Le rôle des facteurs nutritionnels soulève un grand intérêt pour la prévention de la cataracte et de la DMLA, alors que le glaucome ne semble pas fortement lié à l’alimentation. Les principaux facteurs de risque connus sont, pour la cataracte, le tabagisme, le diabète, l’utilisation de corticoïdes oraux et l’exposition aux ultraviolets (Asbell, Dualan et al., 2005); pour la DMLA, il s’agit du tabagisme (Thornton, Edwards et al., 2005) et du polymorphisme du gène du Complement Factor H (impliqué dans l’immunité innée) et de l’apolipolipoprotéine E (impliqué dans le métabolisme lipidique) (Haddad, Chen et al., 2006). L’intérêt pour la nutrition en ophtalmologie est récent et a été décuplé par la publication en 2001 des résultats d’un grand essai randomisé, démontrant l’efficacité de la supplémentation en antioxydants vis-à-vis de la prévention de la DMLA (Areds, 2001). Les fruits et légumes pourraient ainsi avoir un rôle important dans la prévention de la cataracte et de la DMLA, au travers de deux mécanismes principaux : un effet antioxydant global (notamment apports en vitamines C et E), et un effet passant par les apports en caroténoïdes. En effet, l’œil accumule spécifiquement deux caroténoïdes, la lutéine et la zéaxanthine (qui sont isomères), à l’exclusion des autres caroténoïdes présents dans le plasma (alpha- et béta-carotène, lycopène, béta-cryptoxanthine). La lutéine et la zéaxanthine sont présentes à très fortes concentrations dans la partie centrale de la rétine, où elles forment le pigment maculaire, qui a donné son nom à cette zone de la rétine (macula lutea : tache jaune). Le rôle du pigment maculaire est de filtrer physiquement la lumière bleue (qui a des effets toxiques sur la rétine au travers de réactions photochimiques entraînant la production d’un stress oxydant) ainsi qu’un effet directement antioxydant, comme tous les caroténoïdes (Whitehead, Mares et al., 2006). La lutéine et la zéaxanthine sont également les deux seuls caroténoïdes présents dans le cristallin, où elles pourraient avoir un rôle similaire (Bernstein, Khachik et al., 2001). La lutéine et la zéaxanthine proviennent uniquement de l’alimentation, et principalement de la consommation de légumes verts à feuille (épinards, chou frisé, etc.). Un effet préventif de l’apport en fruits et légumes est actuellement supposé pour la DMLA et la cataracte, bien que les données épidémiologiques et interventionnelles restent limitées dans ce domaine.

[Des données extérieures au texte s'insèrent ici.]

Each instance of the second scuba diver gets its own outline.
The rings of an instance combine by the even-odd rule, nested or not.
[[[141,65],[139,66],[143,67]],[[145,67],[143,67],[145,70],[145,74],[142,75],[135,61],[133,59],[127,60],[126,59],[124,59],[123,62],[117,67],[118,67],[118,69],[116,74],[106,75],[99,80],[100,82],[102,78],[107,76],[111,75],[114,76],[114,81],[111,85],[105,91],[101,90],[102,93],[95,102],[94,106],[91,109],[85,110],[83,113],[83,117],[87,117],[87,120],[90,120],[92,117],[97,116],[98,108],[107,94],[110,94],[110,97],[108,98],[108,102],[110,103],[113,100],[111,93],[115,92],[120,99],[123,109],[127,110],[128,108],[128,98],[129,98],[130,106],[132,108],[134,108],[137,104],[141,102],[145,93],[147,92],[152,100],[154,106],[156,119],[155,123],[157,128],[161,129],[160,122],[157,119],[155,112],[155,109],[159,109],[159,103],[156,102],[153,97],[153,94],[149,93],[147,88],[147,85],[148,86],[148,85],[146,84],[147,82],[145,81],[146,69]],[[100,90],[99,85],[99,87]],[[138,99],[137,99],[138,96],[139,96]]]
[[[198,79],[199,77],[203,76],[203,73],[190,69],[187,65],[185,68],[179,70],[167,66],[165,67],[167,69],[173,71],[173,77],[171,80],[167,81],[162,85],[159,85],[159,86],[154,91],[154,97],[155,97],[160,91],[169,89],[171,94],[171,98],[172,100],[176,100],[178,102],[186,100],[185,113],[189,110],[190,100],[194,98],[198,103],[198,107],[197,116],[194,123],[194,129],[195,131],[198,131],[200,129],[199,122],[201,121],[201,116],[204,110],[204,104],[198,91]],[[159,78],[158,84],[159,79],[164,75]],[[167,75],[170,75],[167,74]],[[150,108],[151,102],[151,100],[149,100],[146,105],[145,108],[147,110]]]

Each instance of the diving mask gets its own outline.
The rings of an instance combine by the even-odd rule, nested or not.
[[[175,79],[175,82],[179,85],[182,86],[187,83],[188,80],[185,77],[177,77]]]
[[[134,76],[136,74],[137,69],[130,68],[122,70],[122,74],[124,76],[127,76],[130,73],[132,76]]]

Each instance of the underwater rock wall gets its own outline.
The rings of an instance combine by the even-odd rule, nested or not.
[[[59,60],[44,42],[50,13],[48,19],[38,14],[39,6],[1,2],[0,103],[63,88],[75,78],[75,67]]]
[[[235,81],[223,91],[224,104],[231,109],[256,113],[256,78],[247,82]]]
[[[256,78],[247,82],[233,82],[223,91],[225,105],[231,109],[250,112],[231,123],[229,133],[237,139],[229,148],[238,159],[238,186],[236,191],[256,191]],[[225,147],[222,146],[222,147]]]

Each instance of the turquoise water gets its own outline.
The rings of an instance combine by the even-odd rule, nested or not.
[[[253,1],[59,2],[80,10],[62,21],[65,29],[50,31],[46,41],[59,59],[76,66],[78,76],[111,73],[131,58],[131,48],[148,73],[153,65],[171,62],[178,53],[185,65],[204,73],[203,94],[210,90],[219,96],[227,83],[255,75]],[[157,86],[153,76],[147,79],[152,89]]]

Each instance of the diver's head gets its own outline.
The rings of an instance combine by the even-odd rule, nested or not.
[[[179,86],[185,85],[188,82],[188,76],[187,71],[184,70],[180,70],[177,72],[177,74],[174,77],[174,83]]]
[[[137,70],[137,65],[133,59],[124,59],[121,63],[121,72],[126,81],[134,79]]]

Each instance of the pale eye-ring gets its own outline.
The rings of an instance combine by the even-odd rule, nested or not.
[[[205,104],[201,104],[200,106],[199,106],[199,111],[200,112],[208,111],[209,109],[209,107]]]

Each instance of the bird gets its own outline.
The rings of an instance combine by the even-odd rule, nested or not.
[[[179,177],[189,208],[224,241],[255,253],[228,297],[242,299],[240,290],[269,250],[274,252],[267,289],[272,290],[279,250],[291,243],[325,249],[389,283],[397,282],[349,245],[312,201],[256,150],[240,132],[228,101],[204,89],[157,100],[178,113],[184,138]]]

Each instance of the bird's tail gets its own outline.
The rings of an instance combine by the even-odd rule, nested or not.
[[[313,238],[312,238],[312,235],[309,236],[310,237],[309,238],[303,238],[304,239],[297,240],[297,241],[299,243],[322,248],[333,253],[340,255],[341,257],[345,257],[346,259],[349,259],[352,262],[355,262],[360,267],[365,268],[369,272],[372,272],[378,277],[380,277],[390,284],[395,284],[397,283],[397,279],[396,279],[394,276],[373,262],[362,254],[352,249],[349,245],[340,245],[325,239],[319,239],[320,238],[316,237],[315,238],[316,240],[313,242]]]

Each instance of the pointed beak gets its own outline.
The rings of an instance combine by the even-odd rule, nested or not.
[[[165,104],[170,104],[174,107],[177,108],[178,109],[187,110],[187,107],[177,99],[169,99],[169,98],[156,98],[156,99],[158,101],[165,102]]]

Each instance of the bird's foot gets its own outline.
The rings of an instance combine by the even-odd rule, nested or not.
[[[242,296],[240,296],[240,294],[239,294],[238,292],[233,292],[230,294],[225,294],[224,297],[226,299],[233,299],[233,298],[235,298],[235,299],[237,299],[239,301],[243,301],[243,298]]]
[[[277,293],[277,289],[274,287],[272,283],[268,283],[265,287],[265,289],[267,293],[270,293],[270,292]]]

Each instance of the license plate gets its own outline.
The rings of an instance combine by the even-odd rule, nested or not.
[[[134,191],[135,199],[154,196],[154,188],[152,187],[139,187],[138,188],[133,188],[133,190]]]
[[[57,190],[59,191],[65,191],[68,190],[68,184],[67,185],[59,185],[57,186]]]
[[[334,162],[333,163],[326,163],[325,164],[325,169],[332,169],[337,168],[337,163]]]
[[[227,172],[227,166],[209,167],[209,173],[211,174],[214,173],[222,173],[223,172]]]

1.6.1. Données épidémiologiques

L’épidémiologie des maladies oculaires est une discipline assez récente. L’intérêt pour le rôle des facteurs nutritionnels étant encore plus récent, il existe encore relativement peu d’études au niveau mondial sur ce sujet. Elles sont pour l’essentiel anglo-saxonnes (Etats-Unis et Australie). Les résultats

obtenus ne sont donc pas toujours aisément extrapolables aux populations européennes, en raison d’habitudes alimentaires différentes, et en particulier d’une utilisation bien inférieure de compléments alimentaires. De plus, il existe encore peu de données provenant d’études prospectives, seules à même de démontrer que les habitudes alimentaires ont bien précédé l’apparition de la maladies, et d’éliminer la possibilité que les habitudes alimentaires soient le reflet de changements dus à la maladie elle-même. Ces aspects sont cependant un peu moins déterminants dans le cas des maladies oculaires que pour d’autres pathologies. En effet, les maladies oculaires entraînent moins de changement de comportement que d’autres pathologies plus sévères (cancer, déficits cognitifs) et n’entraînaient pas, jusqu’à très récemment, de recommandations diététiques pouvant biaiser les estimations (comme pour les maladies cardiovasculaires ou le diabète). Les études prospectives restent cependant plus fiables, bien que souvent associées à une faible puissance statistique due au faible nombre des cas incidents, ceci pouvant expliquer l’absence d’association souvent observée dans ces études.